Schlüter, Wolfgang: Die englischen Schwestern. – Frankfurt/Main: Eichborn, 2011. – 408 S.
ISBN 978-3-8218-5843-2 : € 21.95 (geb.)
Mit diesem Werk will der Autor laut Verlag eine musikalische Prosa-Tetralogie abschließen, die er mit John Field begonnen, bei Dufay fortgesetzt, dann über die Pariser Barockopern-Inszenierung geführt hat und nun bei Benjamin Franklin (1706–1790), dem Erfinder der Glasharmonika, enden lassen wolle. Das wäre schade, Schlüter-Leser erwarten mindestens eine Nonologie – auch wenn in diesem vorläufig letzten Roman bereits eine Dodekalogie versteckt ist. Denn er ist in zwölf Töne-Kapitel unterteilt, streng der Anweisung Mr.
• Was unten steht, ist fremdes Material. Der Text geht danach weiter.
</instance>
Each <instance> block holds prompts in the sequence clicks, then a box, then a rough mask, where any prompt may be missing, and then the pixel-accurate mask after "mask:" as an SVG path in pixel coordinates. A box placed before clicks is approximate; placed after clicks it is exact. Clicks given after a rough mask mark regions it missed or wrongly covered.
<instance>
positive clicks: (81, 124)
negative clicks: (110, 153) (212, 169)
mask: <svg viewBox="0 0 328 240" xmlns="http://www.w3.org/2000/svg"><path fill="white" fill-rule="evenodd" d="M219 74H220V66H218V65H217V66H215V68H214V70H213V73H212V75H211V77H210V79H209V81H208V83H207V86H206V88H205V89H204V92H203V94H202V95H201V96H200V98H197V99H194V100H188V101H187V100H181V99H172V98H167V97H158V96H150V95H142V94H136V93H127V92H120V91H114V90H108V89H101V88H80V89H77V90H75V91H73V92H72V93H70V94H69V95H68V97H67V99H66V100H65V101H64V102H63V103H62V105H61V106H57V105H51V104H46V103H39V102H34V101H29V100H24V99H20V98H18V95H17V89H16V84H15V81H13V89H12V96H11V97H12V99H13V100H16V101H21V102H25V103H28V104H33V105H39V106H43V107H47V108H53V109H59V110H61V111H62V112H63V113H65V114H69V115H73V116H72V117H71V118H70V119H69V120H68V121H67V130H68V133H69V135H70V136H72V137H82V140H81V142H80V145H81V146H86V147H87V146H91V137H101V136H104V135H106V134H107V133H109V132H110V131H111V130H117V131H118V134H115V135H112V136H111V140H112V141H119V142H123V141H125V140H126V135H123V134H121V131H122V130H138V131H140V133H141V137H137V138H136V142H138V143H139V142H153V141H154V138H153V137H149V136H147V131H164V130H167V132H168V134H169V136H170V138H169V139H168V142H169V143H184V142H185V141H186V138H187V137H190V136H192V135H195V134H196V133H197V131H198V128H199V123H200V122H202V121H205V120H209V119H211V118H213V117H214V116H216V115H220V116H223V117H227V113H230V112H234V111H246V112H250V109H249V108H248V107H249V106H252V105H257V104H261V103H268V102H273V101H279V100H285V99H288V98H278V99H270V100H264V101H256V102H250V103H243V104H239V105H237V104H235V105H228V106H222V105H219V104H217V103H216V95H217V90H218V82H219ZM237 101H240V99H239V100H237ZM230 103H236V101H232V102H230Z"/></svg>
Franklins folgend, dass bei den Glasröhren der Harmonika die diatonischen Stufen in Regenbogenfarben erscheinen sollen und die chromatischen in weiß. Wie viele schöne Kapitel und damit historische Verschachtelungen und lokale Einfaltungen von Geheimnissen hätte es noch gegeben, hätte Schlüter auch die möglichen enharmonischen Verwechslungen berücksichtigt!
Schlüter hätte es sich einfacher machen können. Die Nichterwähnung der von ihm erfundenen Glasharmonika in der Autobiografie des nordamerikanischen Tugendbolds, Diplomaten und naturwissenschaftlichen Hobby-Experimentators Franklin (er hatte es mit den Glasröhren, mit denen es ihm auch gelang, Blitze zu imitieren und schließlich den Blitzableiter zu erfinden) lechzte schon lange danach, von einem findigen literarischen Imitator ergänzt zu werden. Aber es wäre der überschießenden Phantasie eines Schlüter zu seicht vorgekommen, nur dieses ungeschriebene Kapitel im Stil Franklins nachzuäffen. Trotzdem finden wir es natürlich fingiert und gut verpackt in diesem Roman, als letzte Puppe in der Puppe versteckt, allerdings mehr im barock-fantastischen Stil eines Laurence Sterne denn des spröde-charmanten eines Franklin.
Freilich muss erst einmal das blinde Fräulein Kirchgeßner auftreten, um von seiner Exekution von Köchel 617 zu erzählen, jenen zwei Quintettsätzen Mozarts für Glasharmonika und mehrere Instrumente. Und Franklins Aufzeichnungen (hatte er nicht selber in seinem Konzept für die Fortsetzungen der Autobiographie etwas geschrieben von „Öfen und Schornsteinklappen. Harmonika. Bekanntschaft mit Botschaftern“?) müssen sich im Skizzenbuch eines gewissen Johann Peter Hofmeister verstecken, um nur die wichtigsten, gut geölten Scharniere von Schlüters Kammertüren zu nennen. Nur so können Schlüters Fabulierlust, Rabulistik, Wort-Fallenstellerei, Sprachspielwitz und sein Gespür für musikalische Sensationen auf ihre Rechnung kommen. Das kann man nicht andeutungsweise und spielverderberisch vorerzählen, das kann man nur empfehlen zu lesen und: lesen zu lassen, d. h. einzustellen in die deutschen Musikbibliotheken! Und da, wo es noch nicht geschehen ist: gleich alle viere von Schlüter!
Nur ein Einwand doch, weil da am Anfang und wieder am Schluss des Romans so fülle balienat wird: Der geschätzte Autor kennt den Baliena Datief nich richtich: Es muss doch beispielsweise heeßen: „N paa von dem seine [ohne n!] Schrüppen ha’ick heut noch unter meene Schtereo-Boxen schtehn“ (S. 17).
Peter Sühring
Zuerst veröffentlicht in FORUM MUSIKBIBLIOTHEK 32 (2011), S. 65f.